Friday, April 24, 2015

In Great Expectations, what is Pip's education like under Mr. Pocket?

At the beginning of Chapter XXIV, Pip explains what little he knows about what is expected of both him and his tutor Mr. Pocket.


After two or three days, when I had established myself in my room and had gone backwards and forwards to London several times, and had ordered all I wanted of my tradesmen, Mr. Pocket and I had a long talk together. He knew more of my intended career than I knew myself, for he referred to his having been told by Mr. Jaggers that I was not designed for any profession, and that I should be well enough educated for my destiny if I could "hold my own" with the average of young men in prosperous circumstances. I acquiesced, of course, knowing nothing to the contrary.

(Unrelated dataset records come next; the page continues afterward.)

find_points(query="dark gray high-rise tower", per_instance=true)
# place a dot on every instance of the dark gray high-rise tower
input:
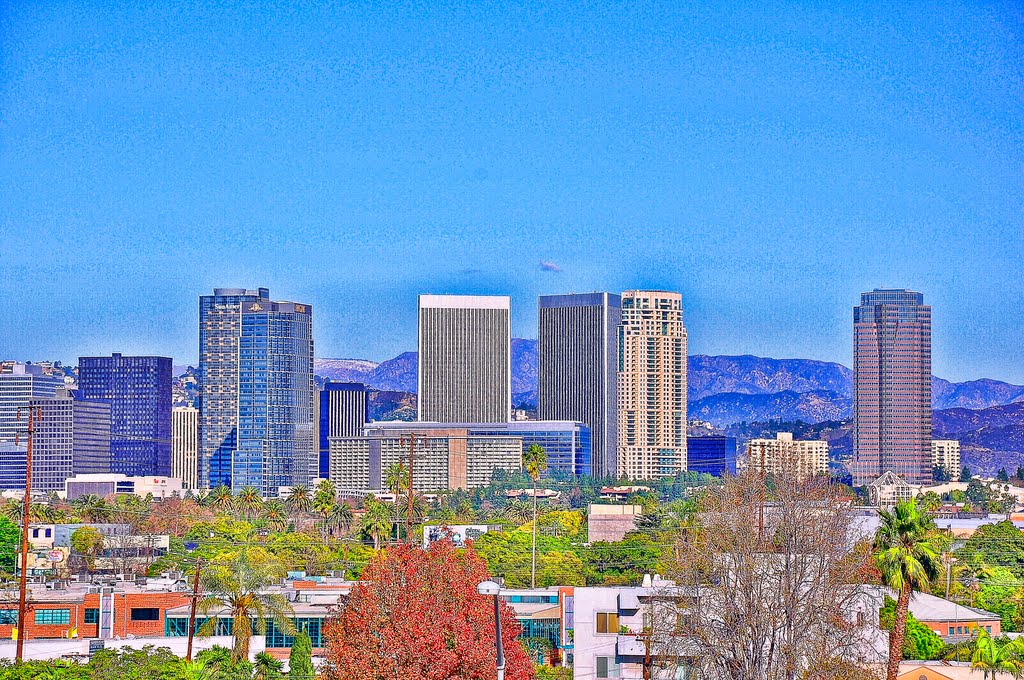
(578, 369)
(892, 386)
(465, 364)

Matthew Pocket is invented as a character in order to explain how Pip becomes a real gentleman by the time his secret benefactor Magwitch makes his appearance in Chapter XXXIX. Mr. Pocket acts only as a tutor and advisor to Pip, whose education consists largely of reading in the company of Bartley Drummle and Startop as well as reading at home. The fact that Matthew Pocket is related to Miss Havisham increases Pip's belief that Miss Havisham must be his secret benefactor. Mr. Pocket also encourages Pip to go to places that are frequented by young gentlemen so that he can pick up their manners and attitudes. Pip develops bad habits. He learns how to waste time and money, and this is part of his education as a gentleman because he is becoming like all the other young gentlemen of London. Dicken's illustrates Pip's transformation into a gentleman in Chapter XXXIV with a description of the Finches of the Grove.

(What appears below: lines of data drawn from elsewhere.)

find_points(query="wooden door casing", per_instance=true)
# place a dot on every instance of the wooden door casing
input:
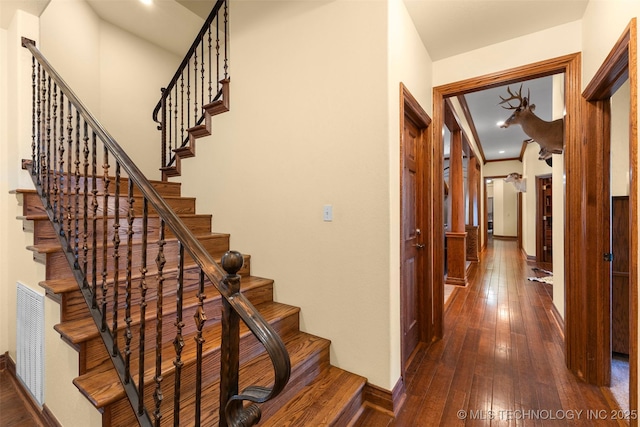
(416, 289)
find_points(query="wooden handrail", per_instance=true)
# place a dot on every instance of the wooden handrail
(187, 58)
(179, 106)
(209, 268)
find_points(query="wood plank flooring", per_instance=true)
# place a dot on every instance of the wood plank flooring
(501, 358)
(14, 412)
(501, 361)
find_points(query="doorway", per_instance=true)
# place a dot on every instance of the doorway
(603, 230)
(544, 220)
(416, 289)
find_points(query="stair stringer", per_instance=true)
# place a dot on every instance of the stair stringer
(61, 360)
(205, 129)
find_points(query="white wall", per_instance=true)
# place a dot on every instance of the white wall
(531, 167)
(117, 75)
(503, 168)
(309, 126)
(620, 141)
(409, 63)
(5, 220)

At Startop's suggestion, we put ourselves down for election into a club called the Finches of the Grove: the object of which institution I have never divined, if it were not that the members should dine expensively once a fortnight, to quarrel among themselves as much as possible after dinner, and to cause six waiters to get drunk on the stairs.

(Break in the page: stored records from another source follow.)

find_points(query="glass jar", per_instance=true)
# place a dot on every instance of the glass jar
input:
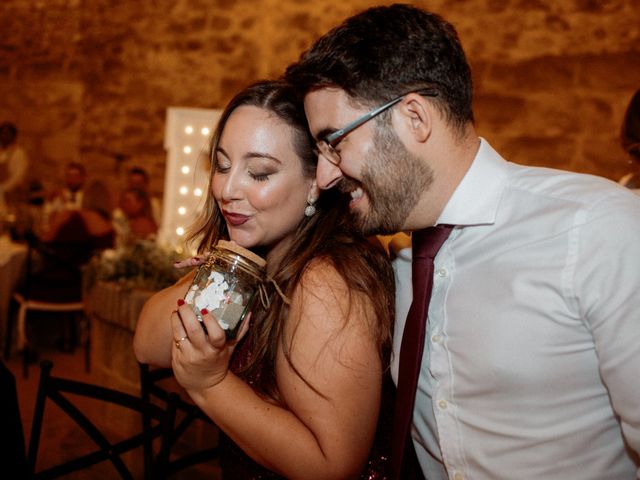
(227, 285)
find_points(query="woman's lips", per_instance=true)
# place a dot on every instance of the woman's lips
(235, 219)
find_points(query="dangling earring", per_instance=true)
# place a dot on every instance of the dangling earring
(311, 209)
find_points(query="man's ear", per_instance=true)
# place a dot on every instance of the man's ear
(417, 115)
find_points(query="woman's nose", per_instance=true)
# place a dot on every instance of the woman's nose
(230, 187)
(327, 174)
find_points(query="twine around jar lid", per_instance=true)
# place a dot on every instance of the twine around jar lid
(248, 254)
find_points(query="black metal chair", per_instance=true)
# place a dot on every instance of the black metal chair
(53, 286)
(187, 413)
(66, 394)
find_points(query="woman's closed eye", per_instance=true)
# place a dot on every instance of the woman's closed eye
(260, 176)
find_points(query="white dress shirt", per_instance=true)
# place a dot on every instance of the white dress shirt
(531, 366)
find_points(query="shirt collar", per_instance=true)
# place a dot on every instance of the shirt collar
(475, 201)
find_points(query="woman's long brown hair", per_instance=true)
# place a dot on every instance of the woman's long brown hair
(329, 234)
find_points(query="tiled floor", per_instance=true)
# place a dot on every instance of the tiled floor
(61, 439)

Magwitch is delighted with Pip when he meets him after so many years in Chapter XXXIX. Pip is exactly Magwitch's idea of a London gentleman. He has acquired a lot of book knowledge through desultory reading which has not prepared him for any profession. He had acquired good manners but is completely selfish, wasteful and lazy--just as a gentleman should be in Magwitch's opinion. He is entirely dependent on the money he receives from his unknown benefactor, who, to his utter horror, turns out to the the ignorant and vulgar Abel Magwitch. Mr. Pocket has been the ideal tutor for Pip because Pocket is a gentleman who never acquired any discipline and has ended up earning a living by teaching other men to be like himself. Pocket also earns money to support his large, chaotic family by lecturing on domestic economy. In Chapter XXXIII, Pip writes:



Mr. Pocket was out lecturing; for he was a most delightful lecturer on domestic economy, and his treatises on the management of children and servants were considered the very best text-books on those themes.